For many patients at the PATH and Heart Failure Clinics, operated by the School in partnership with UAB Hospital and Health System, the $1 million grant will mean access to treatment and care of mental health and substance abuse issues that may have tremendous impact on their overall health issues.

“We know that if we can better manage the mental health and substance abuse issues of these patients, they can better manage their diabetes or heart failure,” Selleck said. “It is about treating the person as a whole, and that is where we are trying to get to with this grant.”

The funding will allow for the addition of a psychiatrist, a psychiatric mental health nurse practitioner, a licensed clinical social worker, a care manager and a clinical exercise physiologist, all who will spend time in both clinics on varying schedules. In addition to their primary contributions, the new clinicians will also be asked to teach the current clinicians and students who rotate through both clinics how to integrate mental and behavioral health services into primary care and chronic disease management.
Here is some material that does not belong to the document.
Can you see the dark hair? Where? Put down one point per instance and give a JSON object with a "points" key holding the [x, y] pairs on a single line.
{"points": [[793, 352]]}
“We are excited about expanding the behavioral health component at our PATH and Heart Failure Clinics and to further enhance our interprofessional collaborative practice model,” Professor and Acute, Chronic and Continuing Care Department Chair Maria Shirey, PhD, MBA, RN, NEA-BC, ANEF, FACHE, FAAN, said.

HRSA sought only applicants from around the country that already had established interprofessional, collaborative clinics managed by nurses, and it found the perfect fit at the UAB School of Nursing.

“We really were the perfect applicant for what they were looking for because our current nurse-managed clinics are doing a great job,” Selleck said. “This is going to be so helpful for our patients, UAB Hospital and the Health System.

“Both of these grants are really about teaching all our clinicians to be better educators of our students so that they are happier and have better experiences and everybody provides better team-based care in the long run, which is the ultimate goal we all share.”